Alguna vez el cineasta francés Jean Renoir dijo que el problema es que la televisión amalgame y convierta en papilla la realidad, la ficción, lo fundamental, lo secundario, el divertimento y la reflexión, lo que describe perfectamente la “ceremonia” de los premios Óscar de los años pasados, amalgama de lo fundamental con lo secundario, lo divertido con la reflexión, con un resultado de menjurje que a todas luces resultaba desagradable.
¿Lo peor? Supongo que la gente frente al Óscar buscaba generar rating. Todo mundo sabe que la ceremonia es fundamentalmente política. Por un lado Hollywood tiene una lucha encarnizada por crear historias desde un punto de vista progresista, y por el otro lado no nomina como mejor directora o mejor película a uno de los filmes más importantes del año pasado, cuyo eje central es la narrativa feminista, y que a todos luces cumple todos los parámetros para ser puesta en esa lista. Vaya, si filmes como Tar han estado nominados a mejor película, ¿cómo es posible que bajo un parámetro real de apreciación del arte la película de Barbie no lo esté?
Desde hace unos años lo que menos importaba en los Óscares era el cine, y lo más eran sus “estrellas” y “su maquillaje”. No importaba si la película era buena o no mientras tuviera las formas que la Academia necesitaba para dar nominaciones y victorias; es decir, el maquillaje. Y en cuanto a las estrellas, contemplábamos una ceremonia en la que lo más relevante era el por qué de la cachetada de Will Smith a Chris Rock, ahí tienen a sus estrellas…

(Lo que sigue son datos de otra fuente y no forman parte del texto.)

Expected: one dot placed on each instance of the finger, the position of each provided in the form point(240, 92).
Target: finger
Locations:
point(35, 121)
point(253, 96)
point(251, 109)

Nos guste o no, Chritopher Nolan, con su maravillosa Oppenheimer, vuelve a poner en la mira del discurso al cine, porque si algo le interesa a este hombre es que el centro de este arte sea el arte del cine mismo.
Encima de todo, el rating volvió a subir, tras varios años de ir en picada. Nolan trata a sus espectadores como seres pensantes y no como idiotas.
Nos guste o no, con su película este director entregó la victoria al cine.